Bremer So­zi­al­ar­bei­te­r:in­nen fordern definierte Orte für Drogenabhängige statt Vertreibung. Polizeipräsenz sehen sie kritisch.

Eine aufgezogene Spritze liegt in einem abgenutzten Etui.

Spritze eines Drogenabhängigen in einem Drogen-Konsumraum in Frankfurt Foto: dpa | Boris Roessler

taz: Paulina und Sönke, teilt ihr bei der Initiative „Fix it“ Luka Lenzins Diagnose, dass die Prohibition von Drogen gescheitert ist?

Paulina: Wenn das Ziel der Prohibition ist, Repression zu ermöglichen, ist sie erfolgreich. Wenn das Ziel aber ist, Konsum zu minimieren oder Sicherheit zu schaffen, ist sie gescheitert. Mit Repression auf außer Kontrolle geratenen Konsum zu reagieren, um ihn zu reduzieren, ergibt keinen Sinn.

Wie ist die aktuelle Situation bei der Fläche an der Friedrich-Rauers-Straße, wo Bremen Konsum toleriert?

Sönke: Sehr prekär. In die Container sind mittlerweile Personen aus der Szene eingezogen. Das Gesundheits- und das Sozialressort waren davon sehr überrascht. Dabei ist das nur ein Indiz dafür, dass es viel zu wenig Notschlafstellen und zu wenig Wohnraum gibt. Jenseits davon ist das Setting dort zwischen Bahngleisen, der Hochstraße und leer stehenden Häusern sehr stigmatisierend.

Paulina: Die Personen, die in den Containern ihren Lebensmittelunkt haben, sind von vielen Ausschlussmechanismen betroffen – weil sie ohne Zuhause sind, unter Migrationsgesetzen leiden oder keine Ansprüche auf Hilfe haben. Es stimmt zwar, dass Hilfeangebote fehlen, aber viele Personen sind sogar von der Nutzung der wenigen Angebote ausgeschlossen.

Paulina und Sönke sind Teil der Gruppe „Fix it“, in der kritische So­zi­al­ar­bei­te­r:in­nen aus der Praxis über die Probleme der Bremer Drogenpolitik berichten. Anonym bleiben sie, weil sie Nachteile am Arbeitsplatz in Reaktion auf ihre Kritik befürchten.

Hilft die Forderung nach mehr sozialen Hilfen und weniger Repression bei der Ursachenbekämpfung?

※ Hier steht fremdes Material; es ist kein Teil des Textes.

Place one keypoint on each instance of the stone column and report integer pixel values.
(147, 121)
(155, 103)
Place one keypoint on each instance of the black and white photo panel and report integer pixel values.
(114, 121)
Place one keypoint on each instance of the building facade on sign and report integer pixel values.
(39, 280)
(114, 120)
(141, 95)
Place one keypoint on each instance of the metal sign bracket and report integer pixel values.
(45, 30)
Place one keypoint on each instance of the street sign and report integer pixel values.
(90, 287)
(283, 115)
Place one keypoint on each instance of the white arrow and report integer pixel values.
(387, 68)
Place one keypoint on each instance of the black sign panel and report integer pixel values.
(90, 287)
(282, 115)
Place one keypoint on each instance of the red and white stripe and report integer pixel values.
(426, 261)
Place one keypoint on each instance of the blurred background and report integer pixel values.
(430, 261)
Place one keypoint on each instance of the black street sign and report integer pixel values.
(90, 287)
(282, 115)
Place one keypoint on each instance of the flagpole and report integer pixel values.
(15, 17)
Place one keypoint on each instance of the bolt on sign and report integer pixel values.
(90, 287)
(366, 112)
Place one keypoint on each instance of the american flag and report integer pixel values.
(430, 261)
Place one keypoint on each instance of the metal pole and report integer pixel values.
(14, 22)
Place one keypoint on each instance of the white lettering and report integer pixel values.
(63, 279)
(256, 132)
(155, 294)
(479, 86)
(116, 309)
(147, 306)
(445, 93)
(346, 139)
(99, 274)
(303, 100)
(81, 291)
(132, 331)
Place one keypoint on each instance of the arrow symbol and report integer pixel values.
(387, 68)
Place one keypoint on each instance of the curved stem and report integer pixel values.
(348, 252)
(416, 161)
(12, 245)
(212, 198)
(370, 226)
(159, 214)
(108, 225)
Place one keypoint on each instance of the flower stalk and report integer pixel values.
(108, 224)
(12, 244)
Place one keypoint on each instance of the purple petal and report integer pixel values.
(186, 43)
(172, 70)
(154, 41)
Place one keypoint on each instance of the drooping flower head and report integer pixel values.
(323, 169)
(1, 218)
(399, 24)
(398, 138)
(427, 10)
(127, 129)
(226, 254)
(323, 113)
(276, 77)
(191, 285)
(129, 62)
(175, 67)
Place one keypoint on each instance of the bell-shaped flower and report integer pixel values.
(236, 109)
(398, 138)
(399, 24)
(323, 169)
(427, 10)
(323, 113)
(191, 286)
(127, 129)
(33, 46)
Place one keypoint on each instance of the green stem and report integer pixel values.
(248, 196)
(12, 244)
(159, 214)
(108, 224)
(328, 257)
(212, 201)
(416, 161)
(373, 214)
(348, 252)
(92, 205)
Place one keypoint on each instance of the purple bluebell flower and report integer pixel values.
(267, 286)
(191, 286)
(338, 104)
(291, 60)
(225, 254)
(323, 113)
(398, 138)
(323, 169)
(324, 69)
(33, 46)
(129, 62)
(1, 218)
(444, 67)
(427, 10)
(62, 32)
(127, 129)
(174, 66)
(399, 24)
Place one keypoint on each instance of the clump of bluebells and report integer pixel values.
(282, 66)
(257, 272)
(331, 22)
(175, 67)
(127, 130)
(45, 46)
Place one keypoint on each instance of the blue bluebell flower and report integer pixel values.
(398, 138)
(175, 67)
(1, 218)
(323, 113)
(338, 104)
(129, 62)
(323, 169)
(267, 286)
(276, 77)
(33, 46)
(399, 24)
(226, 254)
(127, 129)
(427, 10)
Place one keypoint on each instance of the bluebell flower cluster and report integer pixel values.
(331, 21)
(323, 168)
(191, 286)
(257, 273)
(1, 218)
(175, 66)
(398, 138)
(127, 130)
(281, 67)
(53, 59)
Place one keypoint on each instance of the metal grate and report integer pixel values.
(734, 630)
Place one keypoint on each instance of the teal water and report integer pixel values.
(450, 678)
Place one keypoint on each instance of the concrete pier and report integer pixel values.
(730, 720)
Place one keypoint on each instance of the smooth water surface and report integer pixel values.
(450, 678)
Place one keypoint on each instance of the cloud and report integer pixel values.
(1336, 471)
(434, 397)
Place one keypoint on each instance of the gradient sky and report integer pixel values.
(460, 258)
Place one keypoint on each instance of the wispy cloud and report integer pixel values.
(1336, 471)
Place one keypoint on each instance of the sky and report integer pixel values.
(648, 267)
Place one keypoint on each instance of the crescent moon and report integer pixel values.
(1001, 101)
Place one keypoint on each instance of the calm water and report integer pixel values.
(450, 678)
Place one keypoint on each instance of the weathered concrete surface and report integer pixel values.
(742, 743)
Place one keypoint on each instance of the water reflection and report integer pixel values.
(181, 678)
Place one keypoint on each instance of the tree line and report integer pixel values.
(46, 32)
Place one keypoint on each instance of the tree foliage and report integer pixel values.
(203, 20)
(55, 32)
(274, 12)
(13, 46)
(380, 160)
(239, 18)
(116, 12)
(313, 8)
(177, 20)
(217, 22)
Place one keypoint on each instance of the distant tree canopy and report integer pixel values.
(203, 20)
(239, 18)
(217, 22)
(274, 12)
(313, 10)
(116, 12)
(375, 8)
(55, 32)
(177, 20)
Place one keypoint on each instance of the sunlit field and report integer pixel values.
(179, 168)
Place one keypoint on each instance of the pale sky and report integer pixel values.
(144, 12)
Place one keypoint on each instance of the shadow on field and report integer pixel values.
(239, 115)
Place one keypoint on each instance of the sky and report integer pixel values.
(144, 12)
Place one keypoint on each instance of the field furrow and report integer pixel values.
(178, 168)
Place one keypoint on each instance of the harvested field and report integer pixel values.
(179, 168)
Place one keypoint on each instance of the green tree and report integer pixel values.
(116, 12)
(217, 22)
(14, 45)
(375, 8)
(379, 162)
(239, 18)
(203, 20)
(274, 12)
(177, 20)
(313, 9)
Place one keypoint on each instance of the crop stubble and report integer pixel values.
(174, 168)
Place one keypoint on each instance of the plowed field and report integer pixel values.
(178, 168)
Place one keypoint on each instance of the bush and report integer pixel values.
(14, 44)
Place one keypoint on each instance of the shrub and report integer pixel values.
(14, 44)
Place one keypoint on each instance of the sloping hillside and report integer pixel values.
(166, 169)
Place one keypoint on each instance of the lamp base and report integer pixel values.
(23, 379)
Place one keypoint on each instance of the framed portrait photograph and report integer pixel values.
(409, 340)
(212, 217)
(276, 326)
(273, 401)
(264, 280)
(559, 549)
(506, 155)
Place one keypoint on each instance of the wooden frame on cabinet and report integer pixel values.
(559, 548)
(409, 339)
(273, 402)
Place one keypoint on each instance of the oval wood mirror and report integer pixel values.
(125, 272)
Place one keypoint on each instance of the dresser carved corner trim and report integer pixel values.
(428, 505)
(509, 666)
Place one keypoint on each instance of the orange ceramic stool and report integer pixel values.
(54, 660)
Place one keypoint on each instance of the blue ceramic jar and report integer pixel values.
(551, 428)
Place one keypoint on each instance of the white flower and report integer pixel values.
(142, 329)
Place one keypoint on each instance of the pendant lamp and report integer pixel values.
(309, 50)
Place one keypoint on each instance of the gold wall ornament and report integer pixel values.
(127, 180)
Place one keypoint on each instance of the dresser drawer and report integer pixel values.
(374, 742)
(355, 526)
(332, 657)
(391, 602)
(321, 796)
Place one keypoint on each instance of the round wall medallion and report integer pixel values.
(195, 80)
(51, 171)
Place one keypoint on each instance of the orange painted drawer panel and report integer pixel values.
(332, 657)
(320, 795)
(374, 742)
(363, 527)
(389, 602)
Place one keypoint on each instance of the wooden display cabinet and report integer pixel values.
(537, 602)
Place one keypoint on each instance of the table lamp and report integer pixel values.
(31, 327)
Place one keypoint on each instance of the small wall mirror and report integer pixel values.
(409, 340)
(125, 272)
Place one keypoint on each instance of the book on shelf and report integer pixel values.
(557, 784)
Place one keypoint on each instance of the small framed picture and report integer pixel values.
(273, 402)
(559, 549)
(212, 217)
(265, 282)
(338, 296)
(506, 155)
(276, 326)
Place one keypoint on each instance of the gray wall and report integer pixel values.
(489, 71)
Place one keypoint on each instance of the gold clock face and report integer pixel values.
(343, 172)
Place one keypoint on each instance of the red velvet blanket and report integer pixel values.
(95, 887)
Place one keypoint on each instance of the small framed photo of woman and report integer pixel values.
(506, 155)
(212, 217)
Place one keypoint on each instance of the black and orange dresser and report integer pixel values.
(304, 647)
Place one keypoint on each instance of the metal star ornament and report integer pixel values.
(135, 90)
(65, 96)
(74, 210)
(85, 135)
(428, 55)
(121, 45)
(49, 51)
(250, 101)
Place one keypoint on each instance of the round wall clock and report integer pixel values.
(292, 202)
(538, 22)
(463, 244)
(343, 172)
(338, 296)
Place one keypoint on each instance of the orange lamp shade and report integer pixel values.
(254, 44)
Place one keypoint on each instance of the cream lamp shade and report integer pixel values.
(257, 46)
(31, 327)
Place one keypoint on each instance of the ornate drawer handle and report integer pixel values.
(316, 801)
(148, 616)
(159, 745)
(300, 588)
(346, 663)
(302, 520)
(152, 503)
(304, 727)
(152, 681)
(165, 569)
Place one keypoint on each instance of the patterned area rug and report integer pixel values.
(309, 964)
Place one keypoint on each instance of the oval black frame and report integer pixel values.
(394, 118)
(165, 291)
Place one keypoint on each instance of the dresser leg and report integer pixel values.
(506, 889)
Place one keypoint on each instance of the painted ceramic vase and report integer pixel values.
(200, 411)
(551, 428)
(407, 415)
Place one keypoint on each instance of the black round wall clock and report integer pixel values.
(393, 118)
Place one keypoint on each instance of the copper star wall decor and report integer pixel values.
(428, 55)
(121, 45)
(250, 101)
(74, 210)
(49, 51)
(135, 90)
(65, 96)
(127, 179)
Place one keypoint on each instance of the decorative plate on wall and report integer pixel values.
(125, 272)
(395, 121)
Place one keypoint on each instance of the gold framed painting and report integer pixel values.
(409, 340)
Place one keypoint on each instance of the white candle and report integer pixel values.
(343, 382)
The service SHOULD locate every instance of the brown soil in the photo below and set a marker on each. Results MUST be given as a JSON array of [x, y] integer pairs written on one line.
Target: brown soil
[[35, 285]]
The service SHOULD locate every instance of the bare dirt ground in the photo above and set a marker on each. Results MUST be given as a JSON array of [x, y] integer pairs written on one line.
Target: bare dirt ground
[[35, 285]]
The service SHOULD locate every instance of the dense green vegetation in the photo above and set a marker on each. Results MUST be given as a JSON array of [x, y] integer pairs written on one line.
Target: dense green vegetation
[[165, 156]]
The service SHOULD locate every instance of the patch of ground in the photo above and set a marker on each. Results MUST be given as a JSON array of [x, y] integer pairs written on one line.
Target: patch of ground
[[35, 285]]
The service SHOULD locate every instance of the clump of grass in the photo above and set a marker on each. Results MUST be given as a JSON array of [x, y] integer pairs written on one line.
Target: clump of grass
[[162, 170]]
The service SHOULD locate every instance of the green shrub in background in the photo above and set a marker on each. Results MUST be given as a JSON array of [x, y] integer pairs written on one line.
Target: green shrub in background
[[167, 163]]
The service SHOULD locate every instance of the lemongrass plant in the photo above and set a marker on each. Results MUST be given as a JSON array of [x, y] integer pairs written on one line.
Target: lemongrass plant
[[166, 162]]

Paulina: Es ist kurzfristig sicherlich richtig, vom Staat zu fordern, die Situation nicht zu verschlimmern. Langfristig ist aber die Frage, warum bestimmte Gruppen überhaupt in diese Situation geraten. Das hängt mit weitreichenden Strukturen unserer Gesellschaft zusammen. Da geht es um Armut, Arbeitsverhältnisse, Wohnungsnot, geschlechtsbezogene Gewalt, rassistische Migrationsgesetze oder unser Strafsystem. Bei diesen grundlegenden Strukturen kann auch Soziale Arbeit nur ein Teil der Antwort sein.

Die Bremer Politik begründet ihre Vertreibungspraxis auch mit einem Unsicherheitsgefühl der Bevölkerung. Welche Alternativen seht ihr, um dieses Gefühl zu verbessern?

Sönke: Durch die Polizeipräsenz wird ein Bild erzeugt, das der Szene viel Negatives zuschreibt. Aber wie viele Leute haben denn tatsächlich negative Erfahrungen gemacht? Politiker können mit Forderungen nach mehr Sicherheit schnell eine feindliche Stimmung erzeugen, weil die Leute aus der Szene so gut wie gar nicht gehört werden.

Luka Lenzin liest aus „Nadel und Folie“, ein Comic über den Alltag in einer Drogenberatung, anschließende Diskussion, 15. 3., 19.30 Uhr, Lagerhaus, Bremen

Paulina: Die Orte um den Bahnhof haben viele Eigenschaften, die Unsicherheitsgefühle bestärken – unabhängig von der offenen Drogenszene. Beim neuen City Gate ist nach Feierabend tote Hose, stattdessen hätte man dort auch eine offene Bühne mit Licht und kulturellen Angeboten hinsetzen können. Andere Städte schaffen es auch, dass es etwa in Parks Bereiche für Kids, Bereiche für konsumierende Leute und Bereiche für Sport­le­r:in­nen gibt. Durch die ständige Vertreibung schaffen wir stattdessen Unberechenbarkeit, und das führt zu Konflikten. Wenn wir Orte hätten, von denen wir wissen, für welchen Zweck sie sind, wäre das Konfliktpotenzial schon minimiert. Polizei ist nicht die einzige Antwort auf Unsicherheitsgefühle.